Beijing: China will postpone the “two sessions,” a key event in the country’s political calendar, amid concerted efforts to contain the novel coronavirus (COVID-19) epidemic and boost economic and social development.
The Standing Committee of the National People’s Congress (NPC), China’s top legislature, on Monday adopted a decision to postpone this year’s annual session. The National Committee of the Chinese People’s Political Consultative Conference (CPPCC), China’s top political advisory body, has been advised by its Chairperson’s Council to postpone its annual session, China Economic Net reported.
Following relevant laws, rules and procedures, the moves were made responsibly. They are necessary and timely, conforming to the Constitutional principles and the current situation of epidemic control. The moves also demonstrate the concept of putting the people’s interests as the top priority.

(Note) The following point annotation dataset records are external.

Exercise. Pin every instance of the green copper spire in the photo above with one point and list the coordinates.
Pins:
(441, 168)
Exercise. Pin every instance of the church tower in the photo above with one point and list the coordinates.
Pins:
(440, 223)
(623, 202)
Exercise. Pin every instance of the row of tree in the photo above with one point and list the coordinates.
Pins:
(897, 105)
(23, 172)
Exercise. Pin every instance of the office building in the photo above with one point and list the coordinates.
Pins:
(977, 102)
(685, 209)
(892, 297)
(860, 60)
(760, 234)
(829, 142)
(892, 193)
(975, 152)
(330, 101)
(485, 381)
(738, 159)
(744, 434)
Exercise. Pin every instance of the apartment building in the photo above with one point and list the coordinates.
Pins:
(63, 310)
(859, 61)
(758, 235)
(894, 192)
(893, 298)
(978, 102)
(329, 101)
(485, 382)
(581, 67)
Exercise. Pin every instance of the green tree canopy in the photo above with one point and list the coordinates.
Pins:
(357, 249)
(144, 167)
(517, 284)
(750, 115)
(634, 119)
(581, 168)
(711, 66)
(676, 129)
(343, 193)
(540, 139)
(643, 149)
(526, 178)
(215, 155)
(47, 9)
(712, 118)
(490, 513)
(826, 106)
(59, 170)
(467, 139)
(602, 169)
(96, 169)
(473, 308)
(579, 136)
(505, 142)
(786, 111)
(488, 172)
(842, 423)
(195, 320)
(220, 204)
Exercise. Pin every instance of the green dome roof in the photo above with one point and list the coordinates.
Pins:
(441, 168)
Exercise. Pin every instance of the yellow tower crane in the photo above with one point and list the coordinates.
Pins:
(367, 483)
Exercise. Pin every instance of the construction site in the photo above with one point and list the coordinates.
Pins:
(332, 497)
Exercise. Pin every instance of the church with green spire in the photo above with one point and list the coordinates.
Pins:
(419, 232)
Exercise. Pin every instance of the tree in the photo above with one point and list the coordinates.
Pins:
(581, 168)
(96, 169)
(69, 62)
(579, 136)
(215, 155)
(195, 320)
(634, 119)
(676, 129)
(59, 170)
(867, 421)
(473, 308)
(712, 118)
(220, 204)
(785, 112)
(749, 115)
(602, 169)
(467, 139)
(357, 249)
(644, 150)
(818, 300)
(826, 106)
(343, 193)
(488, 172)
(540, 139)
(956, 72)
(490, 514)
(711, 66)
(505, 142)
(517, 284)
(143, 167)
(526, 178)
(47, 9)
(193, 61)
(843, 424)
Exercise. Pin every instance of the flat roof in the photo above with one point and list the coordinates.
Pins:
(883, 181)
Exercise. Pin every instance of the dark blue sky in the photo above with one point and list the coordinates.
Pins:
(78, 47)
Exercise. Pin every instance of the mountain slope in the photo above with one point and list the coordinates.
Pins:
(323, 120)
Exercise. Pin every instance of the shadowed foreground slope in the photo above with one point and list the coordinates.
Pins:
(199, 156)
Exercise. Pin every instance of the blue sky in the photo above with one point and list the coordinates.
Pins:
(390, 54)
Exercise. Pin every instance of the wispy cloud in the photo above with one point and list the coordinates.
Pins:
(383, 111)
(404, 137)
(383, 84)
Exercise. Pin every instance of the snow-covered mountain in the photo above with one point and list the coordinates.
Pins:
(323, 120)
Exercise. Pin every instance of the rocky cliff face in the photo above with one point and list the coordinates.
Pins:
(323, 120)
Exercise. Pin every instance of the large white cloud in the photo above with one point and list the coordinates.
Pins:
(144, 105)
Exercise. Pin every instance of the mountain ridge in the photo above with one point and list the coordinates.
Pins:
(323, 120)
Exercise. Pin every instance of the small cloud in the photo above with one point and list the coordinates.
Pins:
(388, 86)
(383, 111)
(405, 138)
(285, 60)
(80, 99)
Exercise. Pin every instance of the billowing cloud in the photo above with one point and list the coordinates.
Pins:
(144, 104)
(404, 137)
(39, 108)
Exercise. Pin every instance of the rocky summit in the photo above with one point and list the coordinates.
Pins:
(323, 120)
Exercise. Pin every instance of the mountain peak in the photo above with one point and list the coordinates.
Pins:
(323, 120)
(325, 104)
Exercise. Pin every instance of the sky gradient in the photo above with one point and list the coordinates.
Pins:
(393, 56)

The openings of the annual sessions of the NPC and the CPPCC National Committee had been held on March 5 and March 3, respectively, since 1998. By postponing the sessions, China will have a wider window to fight COVID-19, to identify how to minimize the impact of the epidemic on development and to prepare policies more precisely to boost growth.
The current situation remains grim and complex. Among nearly 3,000 national lawmakers and more than 2,000 political advisors, many are scientists, researchers, professionals, medical staff, workers, farmers and officials of various levels. They are fighting at the frontlines against the COVID-19. No victory should be lightly announced until there is a complete win.
Besides, the epidemic prevention and control work in Beijing, where the sessions are held, should be carried out with all-out efforts. Imported cases and spread within the city should be prevented.
Postponing the two important political meetings that cover every aspect of China’s development and the people’s wellbeing is a temporary measure that is aimed at achieving better development in the long run.
During the “two sessions,” growth targets and reform goals need to be set. National lawmakers and political advisors are expected to discuss a series of policies and measures, including strengthening the regulation role of macro-economic policies, ensuring employment, continuing the task of alleviating poverty, as well as keeping foreign trade and investment stable, to put the economic and social development back on track.
All the decisions and measures must be made based on an exact review on the impact of the epidemic and a clear vision on long-term development. It takes time to make the judgment, and it is worth doing so.
The dates of the “two sessions” will be set later. It will not be long to wait for the decisions, as the positive trend in the prevention and control work is expanding. For instance, more than 20 provincial-level regions, including Beijing and Shanghai, had reported zero infections in the past 24 hours.
The political, economic and social order will be back to normal. The move to postpone the “two sessions” will become a prelude to China’s glory of rising from hardships and advancing more courageously.